Wednesday, September 23, 2009

Newly Declassified Files Detail Massive FBI Data-Mining Project

From Wired Magazine ...

A fast-growing FBI data-mining system billed as a tool for hunting terrorists is being used in hacker and domestic criminal investigations, and now contains tens of thousands of records from private corporate databases, including car-rental companies, large hotel chains and at least one national department store, declassified documents obtained by Wired.com show.

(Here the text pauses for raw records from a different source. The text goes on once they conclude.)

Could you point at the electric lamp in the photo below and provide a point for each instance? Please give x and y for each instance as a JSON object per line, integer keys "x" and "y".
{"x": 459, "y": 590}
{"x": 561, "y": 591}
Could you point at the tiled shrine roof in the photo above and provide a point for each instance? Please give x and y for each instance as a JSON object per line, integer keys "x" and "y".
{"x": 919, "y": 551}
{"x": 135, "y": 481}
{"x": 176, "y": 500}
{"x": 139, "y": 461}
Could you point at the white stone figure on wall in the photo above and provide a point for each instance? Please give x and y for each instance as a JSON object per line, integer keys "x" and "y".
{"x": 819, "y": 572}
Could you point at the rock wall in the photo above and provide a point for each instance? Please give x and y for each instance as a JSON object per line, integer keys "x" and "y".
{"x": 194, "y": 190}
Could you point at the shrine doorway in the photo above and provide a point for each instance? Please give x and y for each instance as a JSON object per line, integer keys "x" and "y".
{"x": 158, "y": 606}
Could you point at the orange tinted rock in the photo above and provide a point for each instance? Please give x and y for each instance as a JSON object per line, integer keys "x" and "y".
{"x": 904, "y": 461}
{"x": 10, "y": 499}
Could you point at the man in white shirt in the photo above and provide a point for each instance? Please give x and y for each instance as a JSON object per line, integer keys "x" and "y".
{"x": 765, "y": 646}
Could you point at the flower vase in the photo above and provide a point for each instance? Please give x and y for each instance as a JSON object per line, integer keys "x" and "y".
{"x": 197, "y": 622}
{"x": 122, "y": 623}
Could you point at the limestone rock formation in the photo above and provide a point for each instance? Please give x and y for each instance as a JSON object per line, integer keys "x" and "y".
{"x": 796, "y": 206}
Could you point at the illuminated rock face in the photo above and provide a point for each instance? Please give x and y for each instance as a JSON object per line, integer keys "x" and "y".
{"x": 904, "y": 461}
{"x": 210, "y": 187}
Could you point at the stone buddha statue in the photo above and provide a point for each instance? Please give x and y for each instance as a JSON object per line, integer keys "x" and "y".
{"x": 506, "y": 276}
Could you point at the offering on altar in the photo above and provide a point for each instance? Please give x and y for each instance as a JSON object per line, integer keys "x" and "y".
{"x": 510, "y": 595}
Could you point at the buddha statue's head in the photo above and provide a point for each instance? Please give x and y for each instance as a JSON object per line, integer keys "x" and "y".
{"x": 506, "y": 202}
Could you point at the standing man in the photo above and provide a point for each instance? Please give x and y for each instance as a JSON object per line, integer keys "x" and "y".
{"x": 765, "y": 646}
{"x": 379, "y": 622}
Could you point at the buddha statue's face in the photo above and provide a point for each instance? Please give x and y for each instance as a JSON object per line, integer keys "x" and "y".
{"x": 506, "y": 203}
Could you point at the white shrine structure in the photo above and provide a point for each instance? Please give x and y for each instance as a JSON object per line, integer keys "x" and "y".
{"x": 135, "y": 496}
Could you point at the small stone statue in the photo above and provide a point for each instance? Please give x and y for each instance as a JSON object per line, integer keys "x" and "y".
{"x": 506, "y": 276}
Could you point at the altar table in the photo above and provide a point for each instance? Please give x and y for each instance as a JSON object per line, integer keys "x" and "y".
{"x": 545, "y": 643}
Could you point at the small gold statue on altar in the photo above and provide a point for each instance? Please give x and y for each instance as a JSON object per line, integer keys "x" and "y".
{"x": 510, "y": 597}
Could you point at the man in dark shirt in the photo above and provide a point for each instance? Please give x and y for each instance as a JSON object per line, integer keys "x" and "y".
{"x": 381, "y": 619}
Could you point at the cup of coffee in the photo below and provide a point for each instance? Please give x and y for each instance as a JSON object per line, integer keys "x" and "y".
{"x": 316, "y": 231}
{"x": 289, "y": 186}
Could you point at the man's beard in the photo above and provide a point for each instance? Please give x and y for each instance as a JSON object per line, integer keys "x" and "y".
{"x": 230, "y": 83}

Headquartered in Crystal City, Virginia, just outside Washington, the FBI’s National Security Branch Analysis Center (NSAC) maintains a hodgepodge of data sets packed with more than 1.5 billion government and private-sector records about citizens and foreigners, the documents show, bringing the government closer than ever to implementing the “Total Information Awareness” system first dreamed up by the Pentagon in the days following the Sept. 11 attacks
Does this type of data mining harm privacy? If so, how? If not, why not?

1 comment:

Mallory said...

I think this type of data gathering does harm privacy. When the FBI is collecting database records from car rentals, hotels, department stores and aggregating them together, many privacy harms from our taxonomy are violated. Information Processing harms such as Secondary Use, aggregation, and exclusion are definitely violated. We gave the information in return for services, not so they could give or sell to the government. It is so hard to balance privacy and security and it seems we will always be arguing over where the correct balance is between the two. The FBI says they are collecting this to identify terrorist cells, but by doing this they are also identifying us as citizens and harming our privacy. I think this is another example of how it is impossible in today's world to live off the gird, to not be affected by the governments international search for terrorists.